Né en 1952, excellent slalomeur lui aussi, il est cependant freiné en tant que compétiteur par des troubles de la vue. Il prépare le monitorat et sort major de sa promo en 1977. Passionné par la compétition et l’enseignement, il devient entraîneur du ski-club de Serre-Chevalier tout juste créé en 1968. Durant sept ans, il coache les jeunes  dont Thierry Méano, Marina Laurençon, Lionel et Luc Alphand… Il a adoré pratiquer le ski libre avec ses jeunes pousses, avant d’intégrer lui aussi Bréchu Sports à plein temps et d’être président du ski-club de 1988 à 1996. Naturellement, il transmet sa passion du ski aux clients du magasin et se spécialise dans le bootfitting.

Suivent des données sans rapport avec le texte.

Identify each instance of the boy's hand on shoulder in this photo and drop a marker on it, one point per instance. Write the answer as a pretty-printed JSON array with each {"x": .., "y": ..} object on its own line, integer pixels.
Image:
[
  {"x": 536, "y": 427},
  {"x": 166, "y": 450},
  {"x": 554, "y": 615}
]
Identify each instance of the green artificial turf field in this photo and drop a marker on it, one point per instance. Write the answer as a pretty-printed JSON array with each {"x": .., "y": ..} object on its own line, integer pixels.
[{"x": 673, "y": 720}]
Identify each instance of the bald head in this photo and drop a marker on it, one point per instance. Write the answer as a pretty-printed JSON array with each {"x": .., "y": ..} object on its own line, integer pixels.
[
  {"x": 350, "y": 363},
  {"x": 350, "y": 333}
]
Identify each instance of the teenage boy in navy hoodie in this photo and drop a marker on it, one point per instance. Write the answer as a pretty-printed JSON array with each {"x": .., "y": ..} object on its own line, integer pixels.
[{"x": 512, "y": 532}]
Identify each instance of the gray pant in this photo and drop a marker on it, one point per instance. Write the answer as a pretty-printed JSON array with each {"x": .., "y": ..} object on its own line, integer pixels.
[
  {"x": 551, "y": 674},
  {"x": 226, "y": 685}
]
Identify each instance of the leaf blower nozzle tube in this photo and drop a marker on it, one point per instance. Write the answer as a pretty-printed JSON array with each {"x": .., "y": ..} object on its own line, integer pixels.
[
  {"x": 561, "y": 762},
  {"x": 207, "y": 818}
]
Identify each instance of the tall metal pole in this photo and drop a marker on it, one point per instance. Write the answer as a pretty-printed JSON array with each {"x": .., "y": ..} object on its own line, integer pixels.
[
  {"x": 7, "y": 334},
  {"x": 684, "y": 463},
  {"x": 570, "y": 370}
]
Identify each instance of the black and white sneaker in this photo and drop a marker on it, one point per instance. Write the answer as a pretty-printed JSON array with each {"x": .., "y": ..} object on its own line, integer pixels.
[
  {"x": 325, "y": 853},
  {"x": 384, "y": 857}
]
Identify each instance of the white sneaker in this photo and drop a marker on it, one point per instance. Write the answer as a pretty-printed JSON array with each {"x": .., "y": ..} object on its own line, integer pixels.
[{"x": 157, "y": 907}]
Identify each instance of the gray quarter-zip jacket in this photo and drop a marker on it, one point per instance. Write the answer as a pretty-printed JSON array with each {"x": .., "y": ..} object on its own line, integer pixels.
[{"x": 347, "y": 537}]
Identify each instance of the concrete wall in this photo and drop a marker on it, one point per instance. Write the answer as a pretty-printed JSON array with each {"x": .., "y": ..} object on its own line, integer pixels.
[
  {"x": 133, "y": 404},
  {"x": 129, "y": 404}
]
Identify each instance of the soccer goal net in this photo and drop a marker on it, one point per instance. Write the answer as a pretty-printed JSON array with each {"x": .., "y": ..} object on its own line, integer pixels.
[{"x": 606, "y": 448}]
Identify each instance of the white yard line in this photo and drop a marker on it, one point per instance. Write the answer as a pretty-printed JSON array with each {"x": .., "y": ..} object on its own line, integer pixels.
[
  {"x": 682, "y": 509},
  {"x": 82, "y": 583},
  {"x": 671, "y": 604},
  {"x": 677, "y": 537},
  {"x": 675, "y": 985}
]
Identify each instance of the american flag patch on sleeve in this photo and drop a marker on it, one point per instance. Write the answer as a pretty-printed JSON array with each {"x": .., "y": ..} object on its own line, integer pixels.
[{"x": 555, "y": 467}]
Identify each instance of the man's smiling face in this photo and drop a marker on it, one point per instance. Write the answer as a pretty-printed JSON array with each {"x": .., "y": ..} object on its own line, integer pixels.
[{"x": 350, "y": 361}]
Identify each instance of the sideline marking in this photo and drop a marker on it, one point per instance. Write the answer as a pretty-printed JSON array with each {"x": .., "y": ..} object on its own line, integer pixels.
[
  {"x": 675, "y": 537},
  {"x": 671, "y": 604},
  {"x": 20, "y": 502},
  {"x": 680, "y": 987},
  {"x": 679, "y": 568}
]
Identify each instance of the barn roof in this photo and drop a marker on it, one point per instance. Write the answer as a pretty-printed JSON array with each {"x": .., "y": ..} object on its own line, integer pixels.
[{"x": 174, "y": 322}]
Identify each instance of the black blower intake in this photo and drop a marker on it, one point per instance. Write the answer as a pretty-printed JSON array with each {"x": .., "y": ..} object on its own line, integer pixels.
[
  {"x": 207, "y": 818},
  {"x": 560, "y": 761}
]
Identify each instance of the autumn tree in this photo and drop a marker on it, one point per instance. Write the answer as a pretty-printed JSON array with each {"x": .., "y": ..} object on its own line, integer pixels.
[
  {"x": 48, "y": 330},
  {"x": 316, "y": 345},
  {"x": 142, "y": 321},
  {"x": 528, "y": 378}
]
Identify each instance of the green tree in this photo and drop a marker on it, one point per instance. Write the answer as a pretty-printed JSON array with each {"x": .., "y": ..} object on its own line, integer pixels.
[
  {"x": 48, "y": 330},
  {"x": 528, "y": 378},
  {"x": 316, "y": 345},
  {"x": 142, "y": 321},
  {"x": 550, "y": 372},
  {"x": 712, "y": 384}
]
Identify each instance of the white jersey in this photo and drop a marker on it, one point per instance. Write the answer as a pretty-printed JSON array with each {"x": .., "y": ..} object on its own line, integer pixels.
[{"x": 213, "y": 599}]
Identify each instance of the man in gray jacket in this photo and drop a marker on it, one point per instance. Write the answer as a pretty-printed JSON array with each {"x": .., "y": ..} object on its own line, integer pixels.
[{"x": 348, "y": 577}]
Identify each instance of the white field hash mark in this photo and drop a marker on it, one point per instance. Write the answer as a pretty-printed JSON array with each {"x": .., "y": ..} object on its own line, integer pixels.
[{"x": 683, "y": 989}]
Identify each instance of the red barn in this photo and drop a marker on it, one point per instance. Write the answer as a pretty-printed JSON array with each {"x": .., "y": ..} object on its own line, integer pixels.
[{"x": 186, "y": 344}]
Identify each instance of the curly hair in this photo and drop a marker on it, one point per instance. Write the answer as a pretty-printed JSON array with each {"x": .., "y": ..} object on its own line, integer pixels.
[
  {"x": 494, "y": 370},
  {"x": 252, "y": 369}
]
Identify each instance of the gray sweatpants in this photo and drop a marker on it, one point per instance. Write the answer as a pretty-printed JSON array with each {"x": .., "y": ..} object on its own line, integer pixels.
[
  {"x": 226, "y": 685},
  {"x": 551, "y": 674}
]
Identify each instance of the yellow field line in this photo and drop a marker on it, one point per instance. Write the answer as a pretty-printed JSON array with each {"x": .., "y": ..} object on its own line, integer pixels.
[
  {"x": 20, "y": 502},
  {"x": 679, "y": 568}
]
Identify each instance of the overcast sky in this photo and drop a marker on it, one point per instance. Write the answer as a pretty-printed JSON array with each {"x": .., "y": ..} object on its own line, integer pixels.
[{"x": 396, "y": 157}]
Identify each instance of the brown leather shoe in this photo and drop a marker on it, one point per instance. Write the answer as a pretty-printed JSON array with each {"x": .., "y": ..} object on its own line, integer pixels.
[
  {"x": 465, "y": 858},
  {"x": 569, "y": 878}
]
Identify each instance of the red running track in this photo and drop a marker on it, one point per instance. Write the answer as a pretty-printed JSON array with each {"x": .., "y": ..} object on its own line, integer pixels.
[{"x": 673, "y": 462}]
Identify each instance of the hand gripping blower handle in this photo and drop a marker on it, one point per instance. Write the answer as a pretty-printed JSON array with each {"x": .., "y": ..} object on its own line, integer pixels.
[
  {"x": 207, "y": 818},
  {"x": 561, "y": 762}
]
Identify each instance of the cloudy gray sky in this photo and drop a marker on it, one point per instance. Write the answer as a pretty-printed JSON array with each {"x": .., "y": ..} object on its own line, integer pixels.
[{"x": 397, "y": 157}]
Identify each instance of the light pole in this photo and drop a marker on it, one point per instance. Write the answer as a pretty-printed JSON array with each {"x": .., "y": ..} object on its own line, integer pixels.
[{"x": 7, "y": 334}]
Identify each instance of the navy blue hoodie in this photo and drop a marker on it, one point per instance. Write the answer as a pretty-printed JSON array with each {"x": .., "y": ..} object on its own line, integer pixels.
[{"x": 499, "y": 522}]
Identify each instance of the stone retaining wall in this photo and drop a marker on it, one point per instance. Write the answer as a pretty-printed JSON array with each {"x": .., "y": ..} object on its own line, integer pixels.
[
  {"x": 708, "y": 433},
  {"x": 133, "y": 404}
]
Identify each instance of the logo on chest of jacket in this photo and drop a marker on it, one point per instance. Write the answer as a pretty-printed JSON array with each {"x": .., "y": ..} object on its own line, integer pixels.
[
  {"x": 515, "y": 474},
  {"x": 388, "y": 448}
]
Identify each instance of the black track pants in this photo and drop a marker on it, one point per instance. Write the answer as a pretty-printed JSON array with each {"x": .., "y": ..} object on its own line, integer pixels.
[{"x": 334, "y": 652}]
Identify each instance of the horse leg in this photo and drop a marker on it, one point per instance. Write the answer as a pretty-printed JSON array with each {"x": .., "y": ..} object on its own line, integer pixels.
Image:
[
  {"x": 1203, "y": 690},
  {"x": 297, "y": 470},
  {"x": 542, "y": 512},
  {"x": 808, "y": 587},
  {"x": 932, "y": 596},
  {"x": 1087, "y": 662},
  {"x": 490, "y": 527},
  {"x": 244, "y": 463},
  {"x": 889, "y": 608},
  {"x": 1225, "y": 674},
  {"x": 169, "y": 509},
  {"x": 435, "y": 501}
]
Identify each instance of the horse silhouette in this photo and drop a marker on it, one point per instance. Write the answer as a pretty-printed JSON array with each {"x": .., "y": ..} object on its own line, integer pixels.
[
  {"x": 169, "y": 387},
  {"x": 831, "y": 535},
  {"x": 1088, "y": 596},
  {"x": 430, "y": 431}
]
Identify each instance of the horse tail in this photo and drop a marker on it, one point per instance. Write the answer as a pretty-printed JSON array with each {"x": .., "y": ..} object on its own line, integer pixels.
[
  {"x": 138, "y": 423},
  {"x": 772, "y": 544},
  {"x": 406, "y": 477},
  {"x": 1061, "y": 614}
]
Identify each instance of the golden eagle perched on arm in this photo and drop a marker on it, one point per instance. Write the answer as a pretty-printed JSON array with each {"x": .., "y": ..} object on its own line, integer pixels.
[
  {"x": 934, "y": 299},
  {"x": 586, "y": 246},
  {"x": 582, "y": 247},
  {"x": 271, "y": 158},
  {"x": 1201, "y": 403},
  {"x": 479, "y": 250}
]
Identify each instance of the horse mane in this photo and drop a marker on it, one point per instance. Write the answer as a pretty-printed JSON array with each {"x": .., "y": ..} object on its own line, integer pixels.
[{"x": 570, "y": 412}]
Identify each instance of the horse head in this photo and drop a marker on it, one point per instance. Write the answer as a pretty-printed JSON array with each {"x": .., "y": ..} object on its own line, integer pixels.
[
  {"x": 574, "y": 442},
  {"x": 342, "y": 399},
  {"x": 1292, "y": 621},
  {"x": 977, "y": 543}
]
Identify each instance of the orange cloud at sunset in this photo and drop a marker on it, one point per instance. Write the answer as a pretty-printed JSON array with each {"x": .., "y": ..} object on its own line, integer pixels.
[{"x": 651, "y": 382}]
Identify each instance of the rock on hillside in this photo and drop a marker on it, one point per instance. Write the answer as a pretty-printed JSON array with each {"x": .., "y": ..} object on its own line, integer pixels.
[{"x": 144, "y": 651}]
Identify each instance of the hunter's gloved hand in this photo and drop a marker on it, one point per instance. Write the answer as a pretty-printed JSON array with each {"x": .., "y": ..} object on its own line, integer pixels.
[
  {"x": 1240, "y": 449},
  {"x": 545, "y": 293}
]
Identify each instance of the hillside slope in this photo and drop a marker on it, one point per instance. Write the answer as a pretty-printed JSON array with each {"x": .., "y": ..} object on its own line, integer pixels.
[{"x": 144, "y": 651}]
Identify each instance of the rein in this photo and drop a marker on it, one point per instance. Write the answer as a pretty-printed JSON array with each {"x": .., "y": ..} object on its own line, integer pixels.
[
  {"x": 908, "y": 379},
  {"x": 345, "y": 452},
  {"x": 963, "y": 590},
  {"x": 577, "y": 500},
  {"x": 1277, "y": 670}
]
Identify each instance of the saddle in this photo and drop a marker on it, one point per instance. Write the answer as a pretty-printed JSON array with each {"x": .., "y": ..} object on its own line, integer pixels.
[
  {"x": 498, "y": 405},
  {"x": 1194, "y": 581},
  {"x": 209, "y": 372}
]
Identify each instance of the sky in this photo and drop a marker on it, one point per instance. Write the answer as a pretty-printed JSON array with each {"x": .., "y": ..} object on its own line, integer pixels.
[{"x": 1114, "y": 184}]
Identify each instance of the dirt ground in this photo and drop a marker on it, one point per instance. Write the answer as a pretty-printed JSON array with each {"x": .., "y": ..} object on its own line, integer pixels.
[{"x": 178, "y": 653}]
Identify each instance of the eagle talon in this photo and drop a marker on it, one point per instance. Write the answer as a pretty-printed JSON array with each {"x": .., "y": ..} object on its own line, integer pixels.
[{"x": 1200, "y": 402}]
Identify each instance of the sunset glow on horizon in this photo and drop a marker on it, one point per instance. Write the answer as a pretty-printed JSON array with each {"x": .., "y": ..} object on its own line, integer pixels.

Fabien, Baptiste, Anaïs, Paul. Photo Francis Bompard / Zoom Agence
Fabien, Baptiste, Anaïs, Paul. Photo Francis Bompard / Zoom Agence

Fabien > Fils de Monique Bréchu-Ollagnier, diplômé en 1994, il a été entraîneur au ski-club. Aujourd’hui architecte, il enseigne comme renfort pendant les vacances scolaires.

 

Baptiste > Fils de Jacques, il a obtenu son BE en 2002 après avoir été coureur six ans sur le circuit FIS. Il est entraîneur au ski-club de Serre-Chevalier depuis 2004, référent pour la catégorie U10. Il est aussi menuisier-charpentier de métier.

 

Anaïs > Fille d’Henri, elle a obtenu son BE en 2005. Maman de trois enfants, elle est monitrice à l’ESF de Villeneuve où elle se régale avec les Piou Piou. Parallèlement, elle a repris des études de psychologie.

 

Paul > Fils de François, il est diplômé depuis le printemps 2017. Après avoir réussi son DUT en commerce international à l’IUT d’Annecy, il est parti enseigner toute la saison 2015 à Whistler au Canada. Sa passion : le ski freeride….

 

Sylvain > Fils de Monique, et Magali, fille de François, ont quant à eux repris les rênes de la boutique.

 

La quatrième génération arrive avec Jules et Margot, les enfants de Baptiste, et Clémence, la fille de Sylvain, qui font tous trois partie du ski-club de Serre-Chevalier. Jules est même le 8e membre de la famille à avoir récemment revêtit la combinaison rouge, intégrant l’ESF locale.